Sweet potatoes prefer well-drained, loamy to sandy soil. Heavy clay soils are not good them--the potatoes can end up small or misshapen.

Even using certified disease-free slips, it is wise to rotate their garden location annually.


Planting Out

In our climate, it is well to use a plastic mulch for sweets, setting it out a couple of weeks prior to the expected planting date. Using a bush-type cultivar on a deep-dug or raised bed, a plant spacing of 9 inches is about right according to Jeavons. It is probably as well to also add drip irrigation to one's plans.


Growing

Use row cover to help with warmth.

Water well, but: do not water during the last 3 to 4 weeks before harvest, so as to protect the developing roots (the "potatoes").

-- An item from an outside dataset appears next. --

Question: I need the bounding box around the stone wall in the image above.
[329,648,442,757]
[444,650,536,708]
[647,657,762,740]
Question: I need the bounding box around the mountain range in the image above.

Dig your crop at about the time of the first fall frost. As with true potatoes and other "root" crops, take great care not to cut, bruise, or otherwise damage the roots.


More

Relevant Links

Besides any links presented above on this page, the following ought to be especially helpful.


Odds and Ends

Biology

The sweet potato is not at all the same thing as the yam, though "yam" is very commonly taken to just be another nickname for the true sweet potato. True sweet potatoes are a member of the Convolvulaceae, or convolvulus, family, which includes few other edibles, but does include the flower Morning Glory.

(The true yam--family Dioscoreaceae--is a large root vegetable, some up to a hundred pounds, grown in Africa and Asia, and rarely even seen in the western world.)


History

We try not to re-invent the wheel, so here is a link to a comprehensive history of the sweet potato.


Envoi

"Sweet potato candies, ice cream, cookies, and related delicacies prepared from this vegetable are not yet widely known, but they are surprisingly good." Or so says one site.